Independent organizations can certify farms to the national standards, but interpret them differently. MOFGA Certification Services, an LLC owned by the larger nonprofit, has a stricter approach than in other regions of the country and continues to advocate for strengthening the USDA requirements, according to Sarah Alexander, executive director of MOFGA. It doesn’t certify hydroponics or factory farms.
MOFGA also joined the Real Organic Project in a 2021 lawsuit against the USDA to challenge hydroponic growing. The suit was dismissed, but more litigation may follow.
“Certified organic, at its core, is really about looking at the whole system,” Alexander said.
She said that’s increasingly important as farmers respond to climate change.

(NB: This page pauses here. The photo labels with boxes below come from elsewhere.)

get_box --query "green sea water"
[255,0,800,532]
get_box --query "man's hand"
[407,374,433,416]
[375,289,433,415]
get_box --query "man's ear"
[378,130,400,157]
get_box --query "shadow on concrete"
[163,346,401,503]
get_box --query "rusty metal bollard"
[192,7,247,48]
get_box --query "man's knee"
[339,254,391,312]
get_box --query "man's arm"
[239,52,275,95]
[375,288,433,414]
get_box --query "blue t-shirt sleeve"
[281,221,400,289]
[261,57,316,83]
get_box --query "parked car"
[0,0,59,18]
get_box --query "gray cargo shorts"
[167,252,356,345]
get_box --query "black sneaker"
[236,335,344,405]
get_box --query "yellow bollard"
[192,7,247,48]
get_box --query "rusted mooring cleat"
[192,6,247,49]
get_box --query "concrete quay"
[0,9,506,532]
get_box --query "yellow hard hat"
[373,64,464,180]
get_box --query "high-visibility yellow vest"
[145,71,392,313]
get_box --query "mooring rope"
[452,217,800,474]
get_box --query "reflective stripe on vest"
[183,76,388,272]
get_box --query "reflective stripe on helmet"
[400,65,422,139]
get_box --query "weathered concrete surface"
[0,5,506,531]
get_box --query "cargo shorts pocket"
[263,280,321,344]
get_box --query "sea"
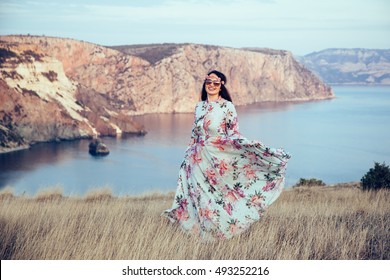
[0,86,390,196]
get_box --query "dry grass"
[0,187,390,260]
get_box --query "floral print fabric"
[163,99,290,241]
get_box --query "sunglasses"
[205,79,221,87]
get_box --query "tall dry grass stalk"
[0,187,390,260]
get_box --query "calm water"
[0,87,390,195]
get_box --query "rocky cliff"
[298,49,390,85]
[0,36,333,153]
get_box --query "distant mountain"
[297,49,390,85]
[0,36,334,152]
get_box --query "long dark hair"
[202,70,233,102]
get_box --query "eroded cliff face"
[0,36,333,152]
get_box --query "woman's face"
[205,73,221,96]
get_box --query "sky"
[0,0,390,56]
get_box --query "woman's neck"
[207,94,221,102]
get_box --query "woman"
[163,70,290,241]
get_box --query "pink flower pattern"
[163,99,290,241]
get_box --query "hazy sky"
[0,0,390,55]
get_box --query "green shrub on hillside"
[294,178,326,187]
[360,162,390,190]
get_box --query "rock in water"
[89,139,110,156]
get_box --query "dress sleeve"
[226,102,241,138]
[188,103,199,148]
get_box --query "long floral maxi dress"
[163,99,290,241]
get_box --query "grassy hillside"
[0,187,390,260]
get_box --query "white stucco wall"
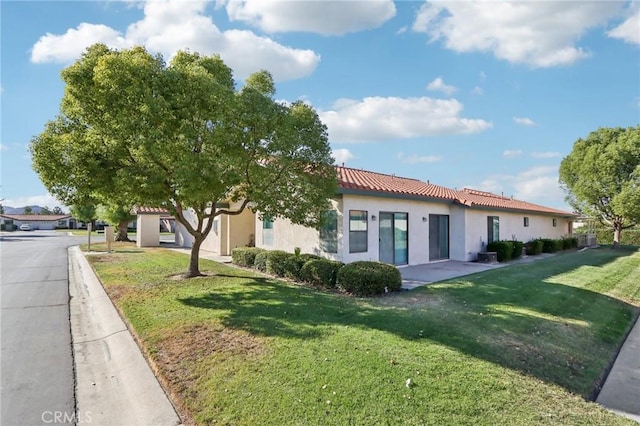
[255,199,343,260]
[459,207,571,260]
[342,195,453,265]
[175,203,255,255]
[136,214,160,247]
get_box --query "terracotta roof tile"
[133,206,169,215]
[0,214,71,222]
[336,167,573,216]
[337,167,456,200]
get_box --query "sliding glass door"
[429,214,449,260]
[379,212,409,265]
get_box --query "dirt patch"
[154,324,265,425]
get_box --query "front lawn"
[89,245,640,425]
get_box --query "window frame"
[349,210,369,253]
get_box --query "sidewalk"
[69,246,181,426]
[596,312,640,423]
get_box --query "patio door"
[378,212,409,265]
[429,214,449,261]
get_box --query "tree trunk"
[613,223,622,248]
[184,236,204,278]
[116,222,131,242]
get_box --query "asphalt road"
[0,231,84,426]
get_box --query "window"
[349,210,368,253]
[487,216,500,243]
[320,210,338,253]
[262,217,273,246]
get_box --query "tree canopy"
[560,126,640,245]
[30,44,337,276]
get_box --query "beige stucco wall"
[136,214,160,247]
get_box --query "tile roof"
[133,206,170,215]
[458,188,577,216]
[0,214,71,222]
[337,167,456,200]
[336,166,575,216]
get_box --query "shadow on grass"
[180,246,638,399]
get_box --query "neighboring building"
[0,214,76,230]
[255,167,576,265]
[176,167,576,265]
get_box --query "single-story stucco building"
[176,167,576,265]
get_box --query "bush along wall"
[487,241,513,262]
[337,261,402,296]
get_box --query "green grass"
[90,246,640,425]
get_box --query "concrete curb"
[69,246,181,425]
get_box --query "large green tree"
[31,44,337,276]
[560,126,640,246]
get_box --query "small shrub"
[525,239,543,256]
[284,255,322,281]
[337,261,402,296]
[511,241,524,259]
[231,247,265,268]
[300,258,344,288]
[540,238,562,253]
[562,237,578,250]
[253,250,269,272]
[487,241,513,262]
[266,250,294,277]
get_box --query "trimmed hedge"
[487,241,513,262]
[231,247,266,268]
[540,238,563,253]
[525,240,543,256]
[561,237,578,250]
[253,250,269,272]
[300,258,344,288]
[511,241,524,259]
[337,261,402,296]
[266,250,295,277]
[284,253,322,281]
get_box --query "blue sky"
[0,0,640,209]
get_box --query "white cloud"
[412,1,624,67]
[397,152,442,164]
[502,149,522,158]
[427,77,458,95]
[513,166,565,205]
[513,117,536,126]
[2,194,68,211]
[318,97,492,142]
[466,166,570,210]
[31,0,320,81]
[531,152,562,158]
[471,86,484,95]
[31,23,132,64]
[224,0,396,35]
[332,148,355,165]
[607,7,640,44]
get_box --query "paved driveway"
[398,253,553,290]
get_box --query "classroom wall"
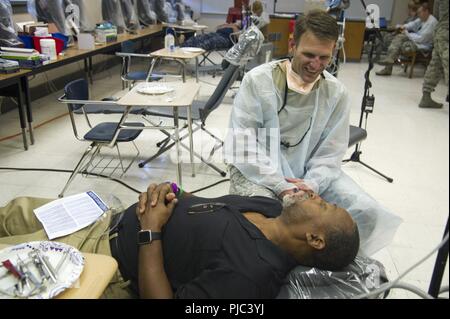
[7,0,408,102]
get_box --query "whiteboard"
[272,0,394,20]
[201,0,234,14]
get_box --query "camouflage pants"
[376,32,396,55]
[423,29,449,93]
[387,33,417,61]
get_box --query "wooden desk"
[0,244,118,299]
[162,22,208,33]
[150,48,206,83]
[117,82,200,187]
[0,24,163,150]
[0,69,34,150]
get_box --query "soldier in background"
[419,0,449,108]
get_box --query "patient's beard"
[282,191,310,209]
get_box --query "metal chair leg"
[58,143,95,198]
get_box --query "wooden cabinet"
[344,20,366,61]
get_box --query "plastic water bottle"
[164,30,175,52]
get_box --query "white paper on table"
[34,191,108,239]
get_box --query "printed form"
[34,191,108,239]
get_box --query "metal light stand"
[428,217,448,298]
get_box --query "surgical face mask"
[286,61,320,95]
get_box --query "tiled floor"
[0,53,449,298]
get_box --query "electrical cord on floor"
[352,234,448,299]
[390,282,434,299]
[0,167,229,194]
[0,167,141,194]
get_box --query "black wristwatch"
[138,230,161,245]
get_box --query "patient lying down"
[0,183,359,298]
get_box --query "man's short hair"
[294,10,339,46]
[312,224,359,270]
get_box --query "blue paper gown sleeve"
[225,72,295,195]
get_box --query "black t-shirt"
[115,195,296,298]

For example, the more organic matter soil contains, the less likely it is to wash away when it rains and the more water it can hold onto during drought.

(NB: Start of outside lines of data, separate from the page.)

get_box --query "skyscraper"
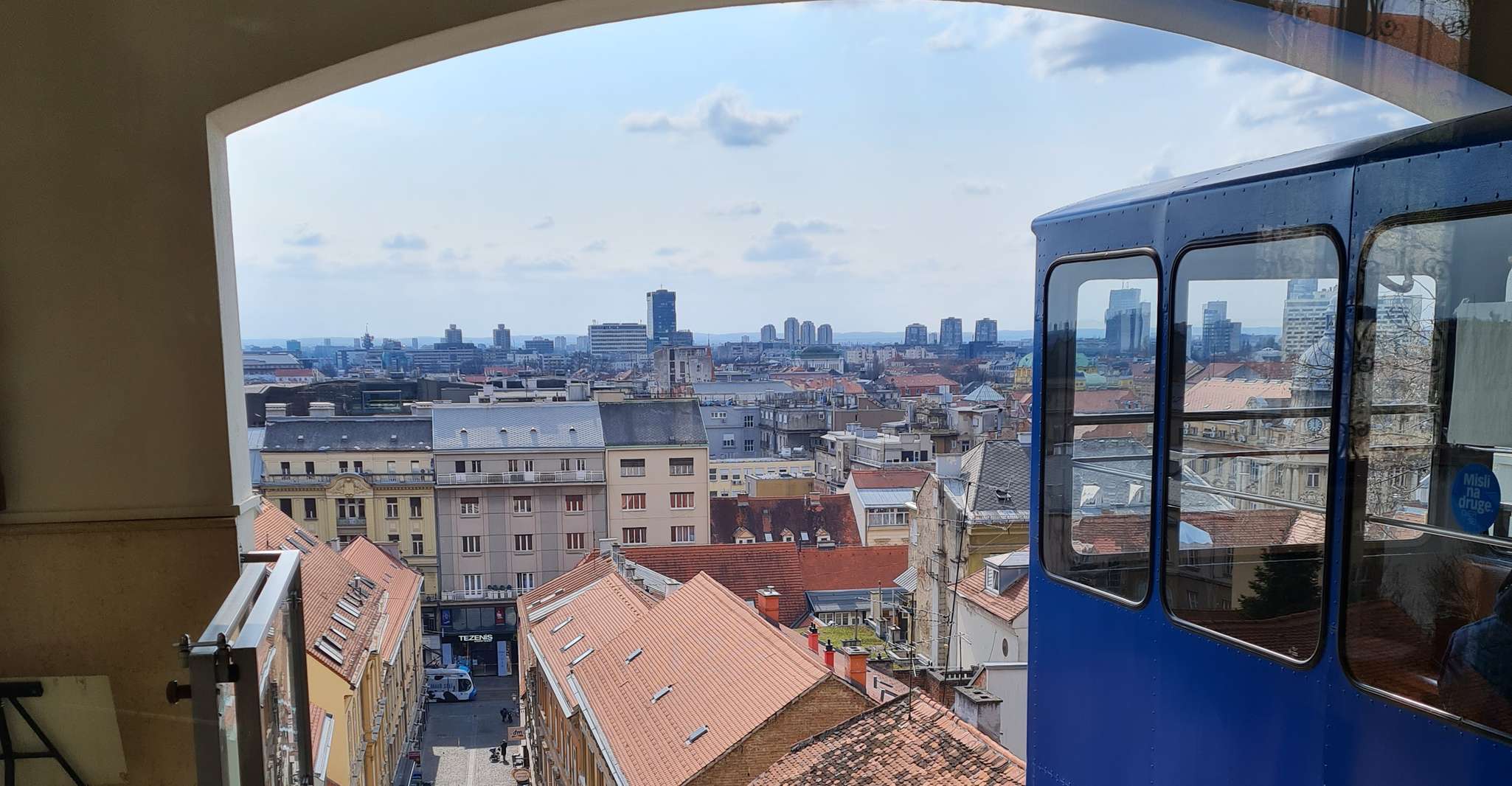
[972,318,998,343]
[940,316,960,346]
[645,289,677,346]
[1102,289,1149,355]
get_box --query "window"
[1341,215,1512,736]
[336,499,367,521]
[1161,233,1339,662]
[1046,254,1159,603]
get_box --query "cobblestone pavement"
[420,677,520,786]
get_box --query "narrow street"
[420,677,519,786]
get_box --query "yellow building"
[709,458,814,497]
[262,402,439,591]
[599,399,709,546]
[255,502,425,786]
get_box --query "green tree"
[1238,549,1323,620]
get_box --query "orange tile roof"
[798,546,909,593]
[851,470,930,488]
[752,694,1025,786]
[252,499,383,686]
[625,541,816,625]
[956,568,1030,623]
[341,538,425,662]
[570,574,835,786]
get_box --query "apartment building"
[262,402,437,590]
[599,399,709,546]
[252,501,425,786]
[431,402,608,597]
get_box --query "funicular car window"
[1040,252,1159,603]
[1165,233,1341,662]
[1342,215,1512,739]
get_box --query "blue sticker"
[1449,464,1502,532]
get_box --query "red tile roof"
[568,574,860,786]
[625,547,810,625]
[709,494,860,546]
[341,538,425,662]
[851,470,930,488]
[252,499,383,686]
[798,546,909,593]
[752,694,1025,786]
[956,568,1030,623]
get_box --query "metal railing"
[435,470,603,485]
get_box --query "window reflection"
[1344,216,1512,734]
[1041,255,1158,602]
[1166,234,1339,661]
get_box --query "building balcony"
[435,470,603,485]
[262,472,435,488]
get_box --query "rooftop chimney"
[756,585,782,625]
[951,685,1002,742]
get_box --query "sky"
[229,0,1423,340]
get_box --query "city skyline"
[229,3,1418,337]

For Jenny Minard and John Roscoe, who grow vegetables at Wild Tilth Farm in Sullivan, getting Real Organic Project labeling was simple. Their farming practices already met the project standards, which Minard said is likely the case for many other small organic growers.
“If the USDA can’t be trusted to be stewards of what the organic label means, what it actually stands for, then we need add-on labels like [Real Organic Project] so that busy people can know that certain farms have gone above and beyond what the USDA requires to be considered organic,” Minard said.
Passionate disagreements about organic standards aren’t new, and neither is advocacy from Maine. More than 20 years ago, a Hartford blueberry farmer sued the USDA for allowing amounts of non-organic materials in certified foods and won, though a federal bill later canceled out its effects.
Since then, the industry has grown significantly. Organic food sales increased about 8 percent each year from 2011 to 2021, according to the USDA. In 1990, sales totaled $1 billion. In 2023, sales hit a record breaking $69.7 billion, the Organic Trade Association found.
The amount of USDA-certified organic farmland in the country more than doubled between 2000 and 2021, reaching 4.8 million acres.
That’s a far cry from the early days of the organic movement, according to Coleman.
He never certified his Four Season Farm, not trusting the USDA, and as a result it didn’t bear the Real Organic Project label, which is structured as an add-on to that certification.
But he believes in preserving the integrity of what “organic” means, and sits on the project’s advisory board. Maine growers will uphold those standards, he said, but he’s not optimistic about the national level and the powerful, well-funded interests that now lobby there.
“There is no way that food grown in a nutrient solution in a plastic tank could ever begin to duplicate the nutritional benefit of a food grown in a truly fertile soil, with all of the known and unknown qualities that that fertile soil puts into the food,” he said.
Coleman’s advice is to buy from local farmers who you know use practices you support.
The national standards board meets regularly to consider changes, and Alexander said MOFGA will continue to be a watchdog.